Le principe d’un socle matérialiste particulier est, de fait, la base théorique du syllogisme. Le syllogisme ne vise jamais à parler en général, mais toujours en particulier. Pour ce faire, il utilise des propositions affirmatives, négatives, universelles, particulières. L’objectif est toujours le particulier.
Toutefois ce particulier cherche à être compris, de manière dialectique, dans son universalité. Aristote ne le dit pas ainsi, mais il explique toutefois que toute démonstration authentique parle de manière vraie d’un « sujet premier et universel ». C’est là conceptualiser la réalité, au moyen de la substance.
Si on ne parle pas de ce qui arrive accidentellement, mais bien des substances, alors on est dans une dialectique du particulier et de l’universel ; on parle d’une chose concrète, mais en s’orientant par rapport à sa nature même.
Aristote dit ainsi, dans les seconds analytiques :
« Les accidents, en effet, ne sont pas nécessaires, de sorte qu’on ne connaît pas nécessairement une conclusion par sa cause, même avec des propositions toujours vraies, si elles ne sont pas par soi : c’est ce qui se passe dans les syllogismes par signes.
En effet, dans ce cas, ce qui est en réalité par soi on ne le connaîtra pas comme étant par soi, et on ne connaîtra pas non plus le pourquoi ; or connaître le pourquoi, c’est connaître par la cause.
Il faut donc que, par soi, le moyen terme appartienne au troisième, et le premier au moyen.

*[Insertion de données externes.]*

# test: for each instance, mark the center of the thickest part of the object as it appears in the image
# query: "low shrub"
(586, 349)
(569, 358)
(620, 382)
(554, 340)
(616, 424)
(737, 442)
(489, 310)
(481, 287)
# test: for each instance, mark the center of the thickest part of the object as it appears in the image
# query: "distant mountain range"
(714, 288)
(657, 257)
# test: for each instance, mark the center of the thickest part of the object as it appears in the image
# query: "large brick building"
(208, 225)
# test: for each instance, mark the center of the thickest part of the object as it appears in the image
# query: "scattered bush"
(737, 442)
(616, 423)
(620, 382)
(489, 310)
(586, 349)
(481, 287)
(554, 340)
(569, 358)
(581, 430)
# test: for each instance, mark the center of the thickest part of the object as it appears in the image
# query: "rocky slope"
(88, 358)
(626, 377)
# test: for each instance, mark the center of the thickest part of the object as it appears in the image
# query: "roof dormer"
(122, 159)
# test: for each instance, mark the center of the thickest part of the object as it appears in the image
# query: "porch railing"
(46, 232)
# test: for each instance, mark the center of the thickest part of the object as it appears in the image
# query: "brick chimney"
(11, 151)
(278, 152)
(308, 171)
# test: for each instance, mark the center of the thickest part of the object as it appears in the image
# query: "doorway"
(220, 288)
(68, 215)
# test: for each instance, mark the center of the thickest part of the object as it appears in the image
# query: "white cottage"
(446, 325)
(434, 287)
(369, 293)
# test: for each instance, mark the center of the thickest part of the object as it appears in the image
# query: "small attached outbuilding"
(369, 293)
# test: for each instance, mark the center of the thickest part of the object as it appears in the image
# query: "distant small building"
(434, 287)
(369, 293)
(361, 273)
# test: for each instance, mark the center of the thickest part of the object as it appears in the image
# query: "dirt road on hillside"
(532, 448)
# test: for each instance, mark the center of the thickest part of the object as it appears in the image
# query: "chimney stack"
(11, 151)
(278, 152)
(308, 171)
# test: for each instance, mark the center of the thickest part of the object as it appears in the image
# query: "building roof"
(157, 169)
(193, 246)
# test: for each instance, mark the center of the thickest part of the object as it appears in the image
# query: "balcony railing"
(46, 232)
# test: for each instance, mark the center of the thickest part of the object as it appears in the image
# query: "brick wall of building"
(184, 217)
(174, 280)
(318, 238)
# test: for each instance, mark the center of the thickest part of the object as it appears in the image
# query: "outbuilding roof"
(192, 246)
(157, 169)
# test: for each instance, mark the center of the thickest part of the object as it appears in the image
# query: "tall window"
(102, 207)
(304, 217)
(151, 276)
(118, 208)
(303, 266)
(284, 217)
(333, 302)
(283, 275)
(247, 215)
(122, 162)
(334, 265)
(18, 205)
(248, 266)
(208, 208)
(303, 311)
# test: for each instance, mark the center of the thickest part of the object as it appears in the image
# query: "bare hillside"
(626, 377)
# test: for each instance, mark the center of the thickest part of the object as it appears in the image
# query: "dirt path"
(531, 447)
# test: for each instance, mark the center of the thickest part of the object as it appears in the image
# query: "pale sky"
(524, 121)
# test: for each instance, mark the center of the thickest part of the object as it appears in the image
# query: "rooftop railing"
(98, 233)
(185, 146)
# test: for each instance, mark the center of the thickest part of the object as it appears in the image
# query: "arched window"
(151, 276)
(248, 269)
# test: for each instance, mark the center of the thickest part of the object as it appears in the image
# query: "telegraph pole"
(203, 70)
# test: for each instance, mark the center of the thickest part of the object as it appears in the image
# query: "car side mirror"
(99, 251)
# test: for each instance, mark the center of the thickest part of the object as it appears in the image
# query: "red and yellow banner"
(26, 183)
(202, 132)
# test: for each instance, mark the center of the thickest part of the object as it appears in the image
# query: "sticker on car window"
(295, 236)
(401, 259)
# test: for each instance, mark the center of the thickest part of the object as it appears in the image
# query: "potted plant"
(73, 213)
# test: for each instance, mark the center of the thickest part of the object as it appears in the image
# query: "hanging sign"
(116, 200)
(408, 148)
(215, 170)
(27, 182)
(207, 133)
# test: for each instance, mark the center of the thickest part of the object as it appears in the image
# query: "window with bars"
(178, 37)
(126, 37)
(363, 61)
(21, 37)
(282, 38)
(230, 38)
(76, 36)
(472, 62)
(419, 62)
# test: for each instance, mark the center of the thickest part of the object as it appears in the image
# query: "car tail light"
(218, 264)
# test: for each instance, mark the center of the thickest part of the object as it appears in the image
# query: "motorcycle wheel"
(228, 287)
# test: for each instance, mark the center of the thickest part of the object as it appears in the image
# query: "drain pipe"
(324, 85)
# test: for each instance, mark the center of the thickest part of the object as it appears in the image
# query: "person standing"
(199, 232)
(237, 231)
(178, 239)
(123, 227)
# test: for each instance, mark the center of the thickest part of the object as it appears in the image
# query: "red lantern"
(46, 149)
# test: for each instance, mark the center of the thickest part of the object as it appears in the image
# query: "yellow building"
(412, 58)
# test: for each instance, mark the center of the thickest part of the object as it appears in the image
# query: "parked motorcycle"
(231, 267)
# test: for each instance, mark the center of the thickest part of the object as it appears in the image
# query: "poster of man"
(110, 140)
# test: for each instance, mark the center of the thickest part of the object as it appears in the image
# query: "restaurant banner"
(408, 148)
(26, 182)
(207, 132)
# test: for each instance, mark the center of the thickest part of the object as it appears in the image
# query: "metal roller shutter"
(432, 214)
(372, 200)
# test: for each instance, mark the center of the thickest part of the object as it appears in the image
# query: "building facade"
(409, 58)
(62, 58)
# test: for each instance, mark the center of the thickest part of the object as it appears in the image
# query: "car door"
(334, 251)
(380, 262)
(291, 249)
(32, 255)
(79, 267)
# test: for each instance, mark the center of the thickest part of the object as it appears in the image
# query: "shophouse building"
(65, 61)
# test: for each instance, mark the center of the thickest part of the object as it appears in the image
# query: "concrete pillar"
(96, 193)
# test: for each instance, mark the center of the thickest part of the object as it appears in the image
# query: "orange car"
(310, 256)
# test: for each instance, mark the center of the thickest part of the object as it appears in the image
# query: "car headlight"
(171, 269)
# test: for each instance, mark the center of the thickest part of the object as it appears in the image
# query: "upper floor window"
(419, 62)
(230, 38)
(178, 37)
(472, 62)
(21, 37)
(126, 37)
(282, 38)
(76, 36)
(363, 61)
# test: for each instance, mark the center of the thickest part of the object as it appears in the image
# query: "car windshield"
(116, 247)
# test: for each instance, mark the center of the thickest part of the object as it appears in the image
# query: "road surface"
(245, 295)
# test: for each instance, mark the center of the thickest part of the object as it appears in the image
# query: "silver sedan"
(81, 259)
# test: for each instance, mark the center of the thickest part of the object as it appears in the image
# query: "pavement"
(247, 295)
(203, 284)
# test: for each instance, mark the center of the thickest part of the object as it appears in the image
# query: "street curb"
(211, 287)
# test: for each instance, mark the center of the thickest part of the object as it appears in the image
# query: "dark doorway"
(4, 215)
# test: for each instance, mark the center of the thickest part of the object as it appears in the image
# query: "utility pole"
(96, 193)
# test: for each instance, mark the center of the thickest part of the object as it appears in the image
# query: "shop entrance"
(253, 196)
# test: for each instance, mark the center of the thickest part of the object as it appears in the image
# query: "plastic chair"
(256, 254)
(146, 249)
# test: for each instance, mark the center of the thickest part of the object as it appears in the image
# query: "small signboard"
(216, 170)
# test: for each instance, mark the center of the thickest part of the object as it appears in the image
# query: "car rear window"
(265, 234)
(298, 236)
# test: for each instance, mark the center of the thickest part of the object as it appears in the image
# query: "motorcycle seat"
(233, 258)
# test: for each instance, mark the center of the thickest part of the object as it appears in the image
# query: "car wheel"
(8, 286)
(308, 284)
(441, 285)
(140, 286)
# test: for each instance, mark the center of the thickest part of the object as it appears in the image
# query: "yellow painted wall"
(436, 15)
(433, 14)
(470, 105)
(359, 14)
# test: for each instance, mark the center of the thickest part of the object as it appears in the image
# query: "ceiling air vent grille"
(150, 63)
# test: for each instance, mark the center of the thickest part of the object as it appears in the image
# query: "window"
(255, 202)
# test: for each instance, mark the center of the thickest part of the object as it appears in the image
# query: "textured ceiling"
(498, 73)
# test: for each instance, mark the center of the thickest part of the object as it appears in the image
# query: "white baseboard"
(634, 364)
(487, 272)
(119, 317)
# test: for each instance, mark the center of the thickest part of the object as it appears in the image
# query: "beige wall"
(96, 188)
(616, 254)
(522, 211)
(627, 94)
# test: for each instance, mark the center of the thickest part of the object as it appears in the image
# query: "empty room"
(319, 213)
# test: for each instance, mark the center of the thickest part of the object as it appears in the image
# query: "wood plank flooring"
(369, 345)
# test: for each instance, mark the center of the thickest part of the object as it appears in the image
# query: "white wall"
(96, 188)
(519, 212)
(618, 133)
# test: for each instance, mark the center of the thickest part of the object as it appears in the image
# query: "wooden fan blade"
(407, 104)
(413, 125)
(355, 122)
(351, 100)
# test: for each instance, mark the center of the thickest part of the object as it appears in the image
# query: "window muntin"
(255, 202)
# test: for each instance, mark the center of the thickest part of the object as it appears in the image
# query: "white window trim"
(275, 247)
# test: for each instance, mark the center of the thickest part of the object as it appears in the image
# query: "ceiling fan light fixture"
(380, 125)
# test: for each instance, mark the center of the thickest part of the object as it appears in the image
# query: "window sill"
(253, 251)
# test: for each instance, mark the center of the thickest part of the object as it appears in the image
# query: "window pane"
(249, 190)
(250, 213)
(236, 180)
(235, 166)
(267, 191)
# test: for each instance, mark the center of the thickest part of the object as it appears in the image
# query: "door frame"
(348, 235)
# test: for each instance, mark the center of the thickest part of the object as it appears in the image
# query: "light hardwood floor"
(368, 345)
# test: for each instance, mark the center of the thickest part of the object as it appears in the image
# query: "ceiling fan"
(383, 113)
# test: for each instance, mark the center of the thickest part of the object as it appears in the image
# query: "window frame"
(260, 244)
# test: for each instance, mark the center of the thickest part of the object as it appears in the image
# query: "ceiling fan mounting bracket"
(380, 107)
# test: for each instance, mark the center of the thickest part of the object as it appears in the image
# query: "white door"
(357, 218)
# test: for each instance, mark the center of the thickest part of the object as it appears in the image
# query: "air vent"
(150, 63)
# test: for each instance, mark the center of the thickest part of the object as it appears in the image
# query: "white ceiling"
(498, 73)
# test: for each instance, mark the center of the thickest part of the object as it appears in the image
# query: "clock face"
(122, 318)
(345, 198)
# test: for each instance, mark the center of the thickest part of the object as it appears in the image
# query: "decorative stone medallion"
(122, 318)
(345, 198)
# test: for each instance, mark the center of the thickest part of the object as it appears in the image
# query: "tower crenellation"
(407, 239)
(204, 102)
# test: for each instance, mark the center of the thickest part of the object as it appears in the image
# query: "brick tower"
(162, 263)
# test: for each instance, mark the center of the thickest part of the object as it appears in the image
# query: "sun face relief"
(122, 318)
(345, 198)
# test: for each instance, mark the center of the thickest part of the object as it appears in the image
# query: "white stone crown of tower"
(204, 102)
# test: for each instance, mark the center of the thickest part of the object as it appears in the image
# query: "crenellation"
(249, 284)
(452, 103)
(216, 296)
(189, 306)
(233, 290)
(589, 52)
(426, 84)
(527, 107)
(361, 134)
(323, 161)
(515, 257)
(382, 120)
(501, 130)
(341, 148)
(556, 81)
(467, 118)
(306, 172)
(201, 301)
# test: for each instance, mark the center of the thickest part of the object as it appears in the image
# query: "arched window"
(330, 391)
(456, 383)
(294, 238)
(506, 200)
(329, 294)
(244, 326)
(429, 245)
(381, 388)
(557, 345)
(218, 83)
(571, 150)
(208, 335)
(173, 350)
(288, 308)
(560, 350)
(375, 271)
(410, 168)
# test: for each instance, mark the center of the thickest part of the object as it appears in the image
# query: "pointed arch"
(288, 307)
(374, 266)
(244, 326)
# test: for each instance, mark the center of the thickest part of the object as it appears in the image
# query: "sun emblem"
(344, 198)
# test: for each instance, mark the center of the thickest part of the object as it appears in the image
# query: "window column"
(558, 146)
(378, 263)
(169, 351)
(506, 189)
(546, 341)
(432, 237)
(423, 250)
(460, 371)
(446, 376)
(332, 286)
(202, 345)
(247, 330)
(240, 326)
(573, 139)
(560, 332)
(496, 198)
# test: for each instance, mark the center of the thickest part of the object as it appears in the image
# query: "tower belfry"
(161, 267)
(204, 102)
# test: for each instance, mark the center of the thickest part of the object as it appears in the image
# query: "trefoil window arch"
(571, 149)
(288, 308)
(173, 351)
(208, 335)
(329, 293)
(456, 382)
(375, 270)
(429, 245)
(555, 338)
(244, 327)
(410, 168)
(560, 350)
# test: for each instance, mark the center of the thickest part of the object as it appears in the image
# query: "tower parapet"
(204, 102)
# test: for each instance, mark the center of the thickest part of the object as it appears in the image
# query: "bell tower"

On ne peut donc pas, dans la démonstration, passer d’un genre à un autre : on ne peut pas, par exemple, prouver une proposition géométrique par l’Arithmétique.
Il y a, en effet, trois éléments dans la démonstration : en premier lieu, ce que l’on prouve, à savoir la conclusion, c’est-à-dire un attribut appartenant par soi à un certain genre ; en second lieu, les axiomes, et les axiomes d’après lesquels s’enchaîne la démonstration ; en troisième lieu, le genre, le sujet dont la démonstration fait apparaître les propriétés et les attributs essentiels. »
Ou, bien de manière plus synthétique :
« Toute science démonstrative tourne autour de trois éléments : ce dont elle pose l’existence (c’est-à-dire le genre dont elle considère les propriétés essentielles) ; les principes communs, appelés axiomes, vérités premières d’après lesquelles s’enchaîne la démonstration ; et, en troisième lieu, les propriétés, dont la science pose, pour chacune, la signification. »
En clair, il faut :
– circonscrire le domaine bien délimité du phénomène ;
– voir ce qui est spécifiquement à lui ;
– saisir les principes généraux axiomatiques amenant la réalisation de ce phénomène.
Tout cela, c’est ni plus ni moins que la retranscription en mode logique du principe de l’entéléchie.
Aristote dit d’ailleurs bien que si un phénomène est temporaire, le syllogisme doit porter une dimension temporaire en lui ; de plus, certains phénomènes possèdent une nature qui est clairement reconnue comme dialectique :
« Les démonstrations et la science des évènements qui se répètent, comme par exemple une éclipse de Lune, sont évidemment, en tant que telles, éternelles, mais, en tant qu’elles ne sont pas éternelles, elles sont ainsi particulières. »
Ainsi, véritablement connaître, c’est trouver les principes d’un phénomène, c’est connaître la nature des choses dans leur dignité même.